RBI revised its bad loan rate forecast downward in its latest financial statement from 13.5% in September to 9.8% in March 2022. This is in line with a recent message from the central bank, in which it tried to predict a positive outlook amid economic gloom and doom.
Take, for example, the latest report on the state of the economy, in which the central bank quoted Winston Churchill as saying: “The pessimist sees difficulty in every opportunity; An optimist sees an opportunity in every difficulty. ” However, the central bank’s task is not to be optimistic or pessimistic. His job is to name things the way he sees them.
In addition, several loan restructuring schemes launched by RBI would help eliminate problem loans in the future. Loan restructuring involves extending the maturity of the loan, thereby reducing recurring interest payments and recurring principal repayments. It could also simply include a reduction in the interest charged on the loan.
In the past, banks and bankers have also expanded and pretended to be. This is a favorite trick of bankers called permanent lending. This includes providing a new loan to the borrower to pay interest on the original loan or even repay it. And then everyone can pretend that everything is in order. This happened quite often in the period from 2011 to 2014, when overdue loans increased due to previous lending, but banks did not recognize them.
However, as former RBI governor Raghuram Rajan said in his November 2014 speech: “Ugly Shakespeare, NPA by any other name smells just as bad!”
In addition, the RBI has had terrible forecasting performance. For example, take a look at the following diagram. It displays the RBI’s forecast of the expected bad loan rate under the baseline scenario and the actual bad loan rate as it turned out.
The above diagram is a very interesting reading. From March 2014 to March 2018, when the rate on bad loans of Indian banks was rising, RBI constantly underestimated it. After that, when the overdue loans decreased, he constantly revalued them.

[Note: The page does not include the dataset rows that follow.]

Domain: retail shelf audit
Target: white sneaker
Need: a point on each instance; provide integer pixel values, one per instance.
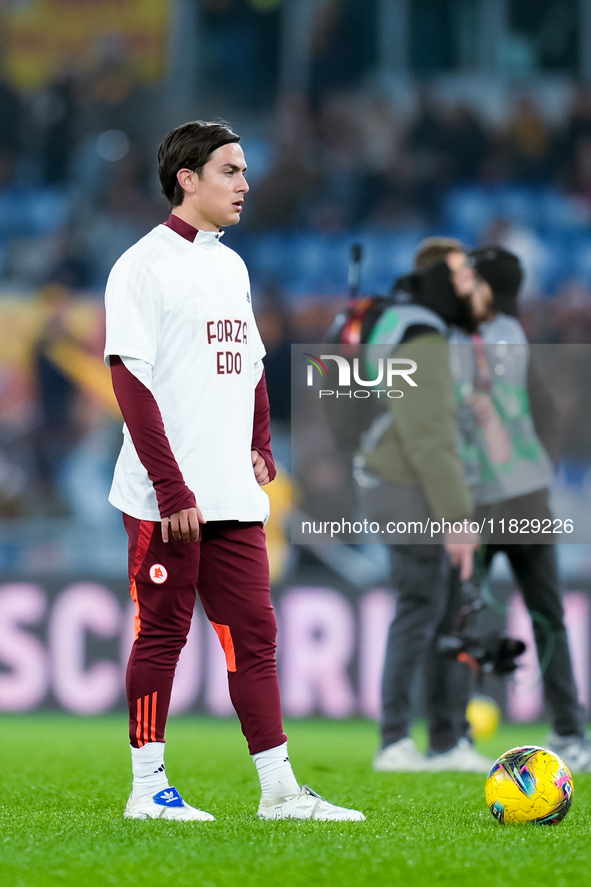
(462, 756)
(307, 805)
(167, 804)
(399, 757)
(574, 750)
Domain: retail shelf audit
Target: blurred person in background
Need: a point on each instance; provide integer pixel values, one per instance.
(510, 472)
(408, 470)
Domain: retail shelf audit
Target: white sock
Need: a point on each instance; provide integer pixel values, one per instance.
(149, 775)
(275, 773)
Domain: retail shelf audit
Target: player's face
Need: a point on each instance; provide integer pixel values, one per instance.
(218, 195)
(481, 299)
(462, 275)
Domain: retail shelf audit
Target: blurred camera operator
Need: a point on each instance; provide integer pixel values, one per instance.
(512, 482)
(409, 470)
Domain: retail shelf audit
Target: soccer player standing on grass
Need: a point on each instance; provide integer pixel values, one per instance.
(186, 363)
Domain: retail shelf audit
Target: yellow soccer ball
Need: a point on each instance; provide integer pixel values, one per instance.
(529, 784)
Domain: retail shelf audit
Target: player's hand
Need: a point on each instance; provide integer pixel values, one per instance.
(183, 525)
(484, 408)
(462, 553)
(261, 472)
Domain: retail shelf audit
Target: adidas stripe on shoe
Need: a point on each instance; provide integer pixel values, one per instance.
(167, 804)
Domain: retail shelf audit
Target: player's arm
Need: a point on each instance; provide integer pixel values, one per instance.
(262, 456)
(176, 502)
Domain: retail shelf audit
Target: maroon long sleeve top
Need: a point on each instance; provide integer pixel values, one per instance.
(144, 421)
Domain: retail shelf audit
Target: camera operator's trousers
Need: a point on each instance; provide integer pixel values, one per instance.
(536, 572)
(229, 569)
(429, 596)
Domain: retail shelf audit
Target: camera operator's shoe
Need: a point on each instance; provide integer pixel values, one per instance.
(399, 757)
(574, 750)
(462, 757)
(306, 804)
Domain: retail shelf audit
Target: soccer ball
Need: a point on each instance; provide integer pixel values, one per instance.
(529, 784)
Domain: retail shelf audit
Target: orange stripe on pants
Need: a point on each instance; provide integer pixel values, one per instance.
(225, 636)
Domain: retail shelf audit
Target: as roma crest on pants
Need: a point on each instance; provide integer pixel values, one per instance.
(158, 574)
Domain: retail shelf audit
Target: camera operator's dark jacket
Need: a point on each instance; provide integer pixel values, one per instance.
(415, 443)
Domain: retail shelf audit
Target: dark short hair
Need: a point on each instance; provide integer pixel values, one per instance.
(433, 250)
(503, 272)
(189, 146)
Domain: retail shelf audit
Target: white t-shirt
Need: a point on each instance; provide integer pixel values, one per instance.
(184, 308)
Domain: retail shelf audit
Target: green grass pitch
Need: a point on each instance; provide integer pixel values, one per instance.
(65, 782)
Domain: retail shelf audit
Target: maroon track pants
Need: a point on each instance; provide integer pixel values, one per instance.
(229, 569)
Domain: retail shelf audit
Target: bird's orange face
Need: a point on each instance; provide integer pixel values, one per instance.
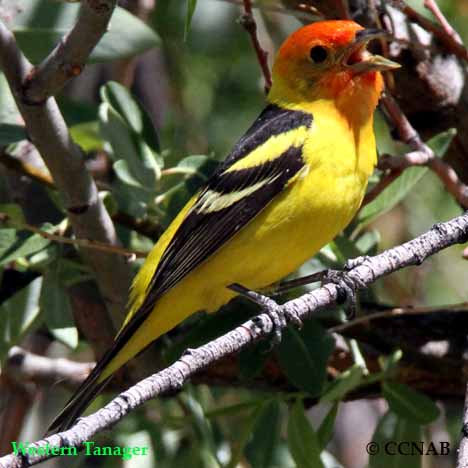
(329, 58)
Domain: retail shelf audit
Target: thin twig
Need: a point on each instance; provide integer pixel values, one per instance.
(68, 58)
(142, 226)
(25, 366)
(248, 22)
(462, 459)
(422, 154)
(396, 312)
(193, 361)
(130, 255)
(381, 185)
(64, 159)
(447, 40)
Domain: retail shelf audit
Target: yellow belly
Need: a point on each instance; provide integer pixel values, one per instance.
(308, 214)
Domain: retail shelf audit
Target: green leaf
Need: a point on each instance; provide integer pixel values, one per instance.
(409, 403)
(122, 101)
(87, 135)
(17, 244)
(303, 356)
(326, 429)
(302, 439)
(260, 449)
(398, 189)
(129, 146)
(56, 307)
(253, 359)
(440, 143)
(343, 384)
(123, 173)
(390, 432)
(19, 315)
(191, 4)
(42, 24)
(392, 195)
(11, 133)
(14, 213)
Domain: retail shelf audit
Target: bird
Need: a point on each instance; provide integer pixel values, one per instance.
(291, 183)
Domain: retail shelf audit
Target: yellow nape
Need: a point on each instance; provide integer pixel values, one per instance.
(309, 213)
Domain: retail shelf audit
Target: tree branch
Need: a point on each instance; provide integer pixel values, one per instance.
(26, 366)
(68, 58)
(129, 255)
(192, 361)
(422, 154)
(142, 226)
(462, 459)
(248, 22)
(88, 216)
(448, 40)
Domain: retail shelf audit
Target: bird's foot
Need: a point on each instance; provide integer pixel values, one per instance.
(279, 316)
(347, 287)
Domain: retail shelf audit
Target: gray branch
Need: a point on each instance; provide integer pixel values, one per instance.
(462, 459)
(87, 214)
(24, 366)
(68, 58)
(192, 361)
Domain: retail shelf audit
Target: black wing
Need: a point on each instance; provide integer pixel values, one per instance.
(209, 225)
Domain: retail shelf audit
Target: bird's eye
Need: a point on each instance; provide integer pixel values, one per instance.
(318, 54)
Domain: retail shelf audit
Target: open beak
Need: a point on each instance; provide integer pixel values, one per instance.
(360, 60)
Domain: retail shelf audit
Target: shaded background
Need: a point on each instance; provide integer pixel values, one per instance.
(202, 88)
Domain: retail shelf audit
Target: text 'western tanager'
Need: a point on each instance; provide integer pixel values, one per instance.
(291, 183)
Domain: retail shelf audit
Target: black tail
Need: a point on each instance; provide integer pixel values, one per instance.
(82, 398)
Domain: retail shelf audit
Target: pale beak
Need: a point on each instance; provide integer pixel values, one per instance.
(360, 60)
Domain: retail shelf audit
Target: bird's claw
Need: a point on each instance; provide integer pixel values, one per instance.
(347, 288)
(355, 262)
(279, 316)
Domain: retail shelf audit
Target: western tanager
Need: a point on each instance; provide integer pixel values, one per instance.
(291, 183)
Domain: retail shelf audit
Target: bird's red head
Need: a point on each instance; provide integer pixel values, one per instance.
(326, 60)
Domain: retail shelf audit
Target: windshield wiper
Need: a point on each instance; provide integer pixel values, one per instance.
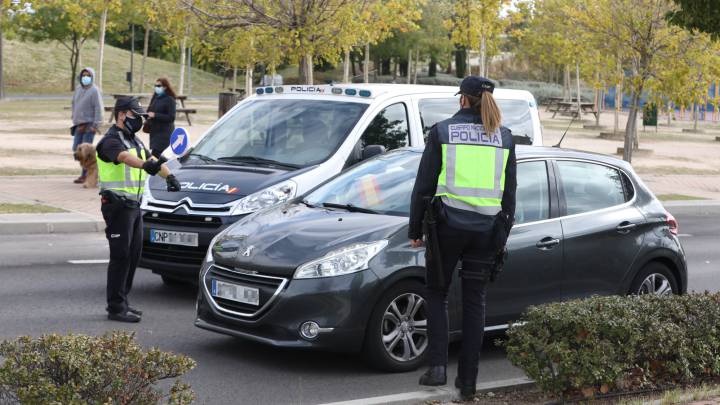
(255, 159)
(202, 157)
(350, 207)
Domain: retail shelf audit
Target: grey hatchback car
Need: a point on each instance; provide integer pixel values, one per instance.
(334, 269)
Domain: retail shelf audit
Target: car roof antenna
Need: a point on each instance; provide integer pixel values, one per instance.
(566, 129)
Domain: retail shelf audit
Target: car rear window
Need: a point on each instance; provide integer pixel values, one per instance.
(589, 186)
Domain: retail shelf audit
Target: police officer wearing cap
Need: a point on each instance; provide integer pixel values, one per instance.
(468, 170)
(123, 165)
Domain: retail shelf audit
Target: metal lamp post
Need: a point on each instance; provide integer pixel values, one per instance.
(15, 9)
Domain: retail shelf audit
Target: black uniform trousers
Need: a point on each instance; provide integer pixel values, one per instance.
(124, 235)
(475, 251)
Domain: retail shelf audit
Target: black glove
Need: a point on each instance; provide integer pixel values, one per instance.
(152, 167)
(172, 183)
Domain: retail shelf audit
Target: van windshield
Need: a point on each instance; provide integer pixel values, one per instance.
(290, 133)
(516, 113)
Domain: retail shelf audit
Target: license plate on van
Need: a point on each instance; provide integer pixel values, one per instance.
(173, 238)
(235, 292)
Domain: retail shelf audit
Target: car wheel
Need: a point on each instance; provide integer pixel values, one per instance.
(654, 278)
(396, 338)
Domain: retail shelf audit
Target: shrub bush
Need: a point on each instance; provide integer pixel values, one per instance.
(80, 369)
(617, 343)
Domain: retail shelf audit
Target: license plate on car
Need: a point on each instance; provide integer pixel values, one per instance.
(173, 238)
(234, 292)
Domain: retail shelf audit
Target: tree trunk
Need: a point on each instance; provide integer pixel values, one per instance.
(234, 78)
(483, 55)
(146, 44)
(101, 47)
(308, 78)
(346, 66)
(416, 65)
(366, 64)
(2, 80)
(183, 47)
(248, 79)
(631, 126)
(432, 67)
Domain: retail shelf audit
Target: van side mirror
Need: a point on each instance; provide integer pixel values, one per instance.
(372, 150)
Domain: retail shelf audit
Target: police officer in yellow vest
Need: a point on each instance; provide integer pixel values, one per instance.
(123, 165)
(468, 169)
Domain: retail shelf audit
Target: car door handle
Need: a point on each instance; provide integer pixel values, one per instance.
(625, 227)
(547, 243)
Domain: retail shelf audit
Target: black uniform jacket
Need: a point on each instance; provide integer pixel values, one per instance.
(427, 178)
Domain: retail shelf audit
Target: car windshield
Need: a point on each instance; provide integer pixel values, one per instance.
(292, 133)
(516, 113)
(382, 185)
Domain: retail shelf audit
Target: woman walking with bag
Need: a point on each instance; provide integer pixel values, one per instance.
(161, 114)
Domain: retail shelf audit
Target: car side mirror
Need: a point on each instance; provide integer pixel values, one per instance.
(372, 150)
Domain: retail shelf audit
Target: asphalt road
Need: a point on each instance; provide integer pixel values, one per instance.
(40, 292)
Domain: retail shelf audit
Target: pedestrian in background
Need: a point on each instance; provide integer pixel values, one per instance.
(467, 179)
(161, 115)
(87, 110)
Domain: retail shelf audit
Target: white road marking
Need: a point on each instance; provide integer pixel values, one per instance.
(433, 393)
(91, 261)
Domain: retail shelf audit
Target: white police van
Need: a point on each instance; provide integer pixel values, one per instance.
(285, 140)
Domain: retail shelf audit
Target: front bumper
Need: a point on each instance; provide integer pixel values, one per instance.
(182, 262)
(341, 305)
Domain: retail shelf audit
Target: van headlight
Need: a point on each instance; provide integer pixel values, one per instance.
(273, 195)
(346, 260)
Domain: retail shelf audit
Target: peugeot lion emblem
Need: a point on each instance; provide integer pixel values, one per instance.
(248, 251)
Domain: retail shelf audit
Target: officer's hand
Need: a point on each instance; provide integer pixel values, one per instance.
(152, 166)
(172, 183)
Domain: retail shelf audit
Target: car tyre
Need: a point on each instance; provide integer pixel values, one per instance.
(396, 336)
(654, 278)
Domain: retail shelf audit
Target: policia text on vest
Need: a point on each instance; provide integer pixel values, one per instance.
(123, 166)
(468, 170)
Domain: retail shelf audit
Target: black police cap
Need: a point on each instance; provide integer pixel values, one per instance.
(475, 85)
(129, 104)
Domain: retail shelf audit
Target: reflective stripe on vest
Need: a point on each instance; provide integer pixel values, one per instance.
(473, 177)
(122, 179)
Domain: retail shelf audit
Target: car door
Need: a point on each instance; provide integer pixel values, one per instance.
(533, 270)
(600, 225)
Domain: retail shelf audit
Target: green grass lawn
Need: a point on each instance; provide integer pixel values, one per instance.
(44, 68)
(7, 208)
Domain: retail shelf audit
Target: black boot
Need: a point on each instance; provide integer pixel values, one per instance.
(467, 391)
(435, 376)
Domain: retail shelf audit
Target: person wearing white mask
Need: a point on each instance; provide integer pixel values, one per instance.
(161, 114)
(87, 110)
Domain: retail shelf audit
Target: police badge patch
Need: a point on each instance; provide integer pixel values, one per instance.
(474, 134)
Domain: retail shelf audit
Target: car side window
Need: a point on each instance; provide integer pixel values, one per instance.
(389, 128)
(533, 194)
(589, 186)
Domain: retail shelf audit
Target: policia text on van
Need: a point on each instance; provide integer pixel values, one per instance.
(284, 141)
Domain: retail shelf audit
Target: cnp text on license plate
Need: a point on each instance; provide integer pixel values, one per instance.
(234, 292)
(173, 238)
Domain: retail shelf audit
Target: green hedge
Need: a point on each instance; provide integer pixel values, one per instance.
(618, 343)
(80, 369)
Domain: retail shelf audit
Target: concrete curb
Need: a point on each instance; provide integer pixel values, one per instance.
(447, 393)
(25, 224)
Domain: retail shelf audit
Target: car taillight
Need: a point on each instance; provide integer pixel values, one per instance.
(672, 223)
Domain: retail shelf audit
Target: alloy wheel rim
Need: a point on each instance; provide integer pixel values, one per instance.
(404, 327)
(656, 284)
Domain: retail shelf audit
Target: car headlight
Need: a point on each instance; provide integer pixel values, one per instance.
(346, 260)
(268, 197)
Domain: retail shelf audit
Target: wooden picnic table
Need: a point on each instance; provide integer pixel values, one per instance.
(570, 107)
(181, 98)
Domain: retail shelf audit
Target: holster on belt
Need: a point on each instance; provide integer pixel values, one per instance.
(434, 275)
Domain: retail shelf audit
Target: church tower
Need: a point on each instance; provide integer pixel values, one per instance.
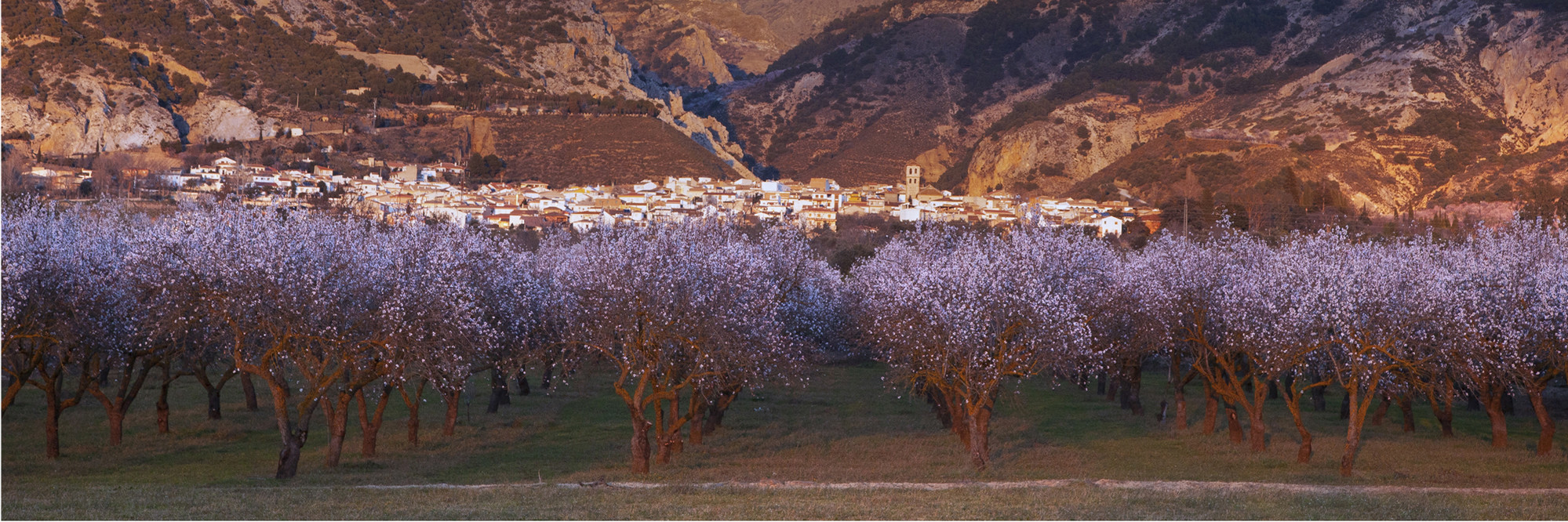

This cycle should unfold now, given the negative economic impact that covid has had on the country’s economy. For example, take the level of bad loans from public sector banks when it comes to lending to micro, small and medium enterprises. It was 15.9% as of March 2021, up from 13.1% as of December 2020. This is despite numerous restructuring schemes launched by RBI over the past few years.
With this in mind, past RBI forecasts for bad loan rates are not particularly credible. As a former chief economic adviser to the Ministry of Finance, Arvind Subramanian writes in his book The Advisor: “For many years RBI could not grasp the seriousness of the loan repayment problems or identify the long-term frauds of Nirava Modi … In March 2015. RBI predicted that even in the case of a “severe stress” scenario – to put it colorfully, all hell will break out, with a fall in growth and an increase in interest rates – NPA [bad loans] will reach at best about ₹4.5 trillion “By March 2018, the total amount of problem loans from banks amounted to ₹10.36 trillion
While it is impossible to predict the exact figure, the RBI is far from the truth. One of the possible reasons could be suggested in defense of RBI. Suppose that in March 2015, the central bank suspected that bad loans from banks were about ₹10 trillion Did it make sense to let out such a huge number of people as the country’s banking regulator? Such numbers could scare the country’s banking system, which RBI as the country’s banking regulator would not want.
In this scenario, it may have been wiser for the regulator to gradually raise the forecast for bad loan rates as the situation worsened, rather than forecasting it in one go. But, of course, there is no insider information on this matter, and such a logic was proposed only in order to enable the country’s banking regulator to express doubts.
The problem is that it repeats the same error over and over.